She's also very wary of birds and she really doesn't want to encounter Bertha, her father's African Grey Parrot who has an uncanny ability to mimic people's voices, usually at the most inopportune moments. Lauren did have one friend in the area: their cleaner's daughter, Gemma. They haven't seen each other since the traumatic time of the eclipse but Lauren writes regularly and it gives her great comfort.
Why has Charlie called them all to Rock Point? The girls have some fame as Finch painted them: the three sisters were pictured with Bertha's cage and it was probably Finch's best and certainly most famous painting. It means that Lauren is recognisable in the area despite not having been there for a long time and she quickly comes to realise that the family is being watched. There are people who would like them to leaave. There's another shock in store for the girls: Charlie announces that he's going to marry Angie, who worked for the family twenty years before: the girls called her 'Monster'.

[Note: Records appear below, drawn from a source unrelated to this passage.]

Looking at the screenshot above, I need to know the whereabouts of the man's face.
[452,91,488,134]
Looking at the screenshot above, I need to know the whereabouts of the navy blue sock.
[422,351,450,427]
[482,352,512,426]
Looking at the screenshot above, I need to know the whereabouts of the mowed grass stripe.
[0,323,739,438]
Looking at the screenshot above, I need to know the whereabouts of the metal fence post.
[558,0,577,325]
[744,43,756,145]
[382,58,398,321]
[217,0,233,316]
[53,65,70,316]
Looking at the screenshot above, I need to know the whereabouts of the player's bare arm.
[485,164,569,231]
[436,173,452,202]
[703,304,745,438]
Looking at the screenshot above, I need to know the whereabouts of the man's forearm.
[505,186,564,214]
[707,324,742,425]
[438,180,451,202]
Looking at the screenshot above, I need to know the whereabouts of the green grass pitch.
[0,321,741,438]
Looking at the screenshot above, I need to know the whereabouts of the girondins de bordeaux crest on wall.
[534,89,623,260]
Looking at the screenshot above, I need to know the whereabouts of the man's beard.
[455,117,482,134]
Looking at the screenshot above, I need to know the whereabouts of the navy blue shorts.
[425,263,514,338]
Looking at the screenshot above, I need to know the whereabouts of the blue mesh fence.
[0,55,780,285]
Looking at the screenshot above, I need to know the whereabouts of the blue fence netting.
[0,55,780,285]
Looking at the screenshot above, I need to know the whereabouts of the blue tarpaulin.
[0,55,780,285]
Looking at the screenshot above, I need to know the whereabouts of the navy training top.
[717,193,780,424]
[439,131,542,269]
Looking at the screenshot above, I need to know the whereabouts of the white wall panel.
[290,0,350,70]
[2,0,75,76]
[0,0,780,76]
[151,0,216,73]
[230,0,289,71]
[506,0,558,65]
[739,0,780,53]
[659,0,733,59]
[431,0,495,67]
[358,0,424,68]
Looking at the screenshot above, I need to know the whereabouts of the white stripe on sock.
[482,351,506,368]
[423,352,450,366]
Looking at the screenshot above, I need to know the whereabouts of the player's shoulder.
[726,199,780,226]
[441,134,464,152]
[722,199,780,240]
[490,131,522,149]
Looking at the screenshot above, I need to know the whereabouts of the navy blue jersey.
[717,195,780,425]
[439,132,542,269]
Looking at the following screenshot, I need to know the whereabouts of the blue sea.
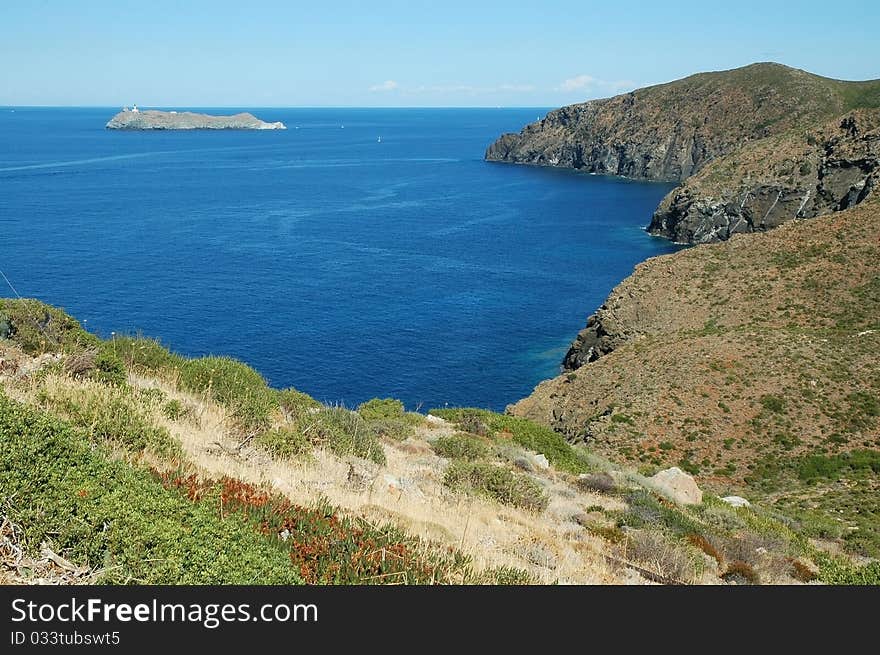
[0,107,675,411]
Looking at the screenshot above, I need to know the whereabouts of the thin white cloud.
[370,80,400,93]
[412,84,535,95]
[554,75,639,93]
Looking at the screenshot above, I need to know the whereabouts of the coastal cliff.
[486,63,880,243]
[508,195,880,557]
[648,110,880,243]
[106,109,287,130]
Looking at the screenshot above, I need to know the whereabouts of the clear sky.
[0,0,880,107]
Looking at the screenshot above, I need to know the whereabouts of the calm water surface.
[0,107,674,410]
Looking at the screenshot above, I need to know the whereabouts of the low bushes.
[37,377,180,457]
[430,408,590,473]
[431,432,491,460]
[443,460,548,511]
[0,394,301,584]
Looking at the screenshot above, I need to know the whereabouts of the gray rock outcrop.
[106,109,287,130]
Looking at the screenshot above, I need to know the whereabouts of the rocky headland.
[106,109,287,130]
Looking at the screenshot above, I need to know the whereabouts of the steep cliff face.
[508,197,880,494]
[486,64,880,181]
[648,110,880,243]
[563,110,880,371]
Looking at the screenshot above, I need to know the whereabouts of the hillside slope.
[509,198,880,557]
[0,299,880,584]
[486,63,880,243]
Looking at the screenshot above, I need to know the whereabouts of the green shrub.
[162,398,190,421]
[431,432,491,460]
[303,407,385,465]
[37,382,180,457]
[443,460,548,511]
[179,356,278,430]
[0,298,100,355]
[357,398,406,421]
[617,489,705,537]
[796,450,880,482]
[761,394,785,414]
[90,342,128,385]
[721,560,761,584]
[430,409,590,473]
[0,394,301,584]
[113,336,184,372]
[815,553,880,585]
[254,428,312,459]
[626,530,702,583]
[275,387,323,420]
[365,417,415,441]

What, you might wonder, can possibly go wrong? Well, Flora and her son Raff have only reluctantly been allowed to make the visit by Flora's husband, Scott. The relationship is controlling and coercive but it's not clear that Flora realises this. Kat's New-York-based business is in financial difficulty and she's largely trying to ignore what's happening – as she is with the fact that the man she loves is marrying someone else in six weeks. And Lauren? Well, Lauren's mother, Dixie, died just a few months ago and there's a suspicion that Dixie was the love of Finch's life which doesn't endear Lauren to her half-sisters, or to their mothers.
I first encountered Eve Chase when I read The Glass House. I don't usually read historical fiction but I was impressed. It was hard to put down and very satisfying so I was never in any doubt that I was going to read The Birdcage which is thriller rather than historical fiction. It was a hard act to follow but it was largely done successfully. It's difficult, in a story which features four girls/young women who are very similar in ages, to bring them out as individuals but Chase handles this well. It was a good read and I'd like to thank the publishers for allowing Bookbag to have a review copy.
If this book appeals then you might enjoy The Club by Ellery Lloyd.